Notas de um presente distópico
Perdigotos
Perdigoto: filhote de perdiz. gotícula de saliva que alguém lança ao falar. origem. latim. Perdicottus
Espirro: expulsão reflexa, brusca e sonora do ar pelo nariz e pela boca, provocada por irritação da mucosa nasal; esternutacão; jato, esguicho, borrifo.
Tosse: expiração brusca e barulhenta, involuntária ou voluntário, de ar contido nos pulmões.
A tosse elimina cerca de 6 miligramas de gotículas de saliva, e quase um litro e meio de ar a uma velocidade média de 80 km/h. O centro cerebral que comanda a tosse é próximo ao do vômito, motivo pelo qual não raramente vomitamos durante um acesso de tosse.
Esse episódio é inspirado numa fotografia do repórter-fotográfico Joédson Alves, da agência de notícias espanhola EFE. Acidentalmente, Joédson capturou a imagem de um punhado de perdigotos tentando escapar de uma boca.
O desespero dos perdigotos era evidente.

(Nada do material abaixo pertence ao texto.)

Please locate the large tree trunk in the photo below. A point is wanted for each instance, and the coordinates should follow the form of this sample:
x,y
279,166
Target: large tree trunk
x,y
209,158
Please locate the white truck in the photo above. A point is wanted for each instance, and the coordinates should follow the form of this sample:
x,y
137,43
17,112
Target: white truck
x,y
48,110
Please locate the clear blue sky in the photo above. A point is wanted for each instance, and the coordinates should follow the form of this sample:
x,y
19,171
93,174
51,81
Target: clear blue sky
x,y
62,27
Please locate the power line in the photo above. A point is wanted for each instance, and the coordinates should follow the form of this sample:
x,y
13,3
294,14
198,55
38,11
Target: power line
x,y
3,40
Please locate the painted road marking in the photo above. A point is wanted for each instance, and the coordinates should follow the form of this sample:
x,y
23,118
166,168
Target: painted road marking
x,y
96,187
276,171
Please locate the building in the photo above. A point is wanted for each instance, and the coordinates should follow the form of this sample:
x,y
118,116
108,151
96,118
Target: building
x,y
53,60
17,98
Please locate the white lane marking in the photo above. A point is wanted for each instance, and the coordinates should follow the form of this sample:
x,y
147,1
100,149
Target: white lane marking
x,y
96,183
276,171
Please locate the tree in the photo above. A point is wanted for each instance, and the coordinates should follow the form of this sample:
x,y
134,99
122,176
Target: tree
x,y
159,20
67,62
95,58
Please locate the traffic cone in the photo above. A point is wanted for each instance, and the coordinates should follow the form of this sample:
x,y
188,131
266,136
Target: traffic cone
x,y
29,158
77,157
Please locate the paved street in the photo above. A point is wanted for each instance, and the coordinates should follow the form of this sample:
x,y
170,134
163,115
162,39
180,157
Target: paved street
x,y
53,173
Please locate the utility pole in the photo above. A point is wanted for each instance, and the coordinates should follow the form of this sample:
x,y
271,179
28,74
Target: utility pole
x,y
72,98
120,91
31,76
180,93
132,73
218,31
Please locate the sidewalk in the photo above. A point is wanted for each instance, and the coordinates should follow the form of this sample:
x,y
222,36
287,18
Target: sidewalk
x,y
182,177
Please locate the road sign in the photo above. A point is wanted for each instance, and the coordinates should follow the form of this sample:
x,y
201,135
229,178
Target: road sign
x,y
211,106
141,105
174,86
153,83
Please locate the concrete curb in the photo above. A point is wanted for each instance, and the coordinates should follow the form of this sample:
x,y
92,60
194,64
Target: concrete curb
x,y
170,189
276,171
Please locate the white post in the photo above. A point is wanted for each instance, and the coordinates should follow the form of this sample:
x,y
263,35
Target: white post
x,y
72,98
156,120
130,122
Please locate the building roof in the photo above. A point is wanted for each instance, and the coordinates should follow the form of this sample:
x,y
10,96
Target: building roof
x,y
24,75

Eles saltavam para o vazio, tentando se distanciar o máximo possível do hospedeiro.
Foi uma ação ousada, pois um erro de cálculo poderia significar o fim dos perdigotos, cujos cadáveres ficariam estatelados no asfalto quente de Brasília, lembrando música e texto de autores consagrados: ficaria lá o corpo estendido no chão observado pelo zé ninguém.
A presença de uma claque a poucos metros da fossa presidencial, no entanto, impediu o salto no vazio e garantiu aos perdigotos a posse de novos hospedeiros.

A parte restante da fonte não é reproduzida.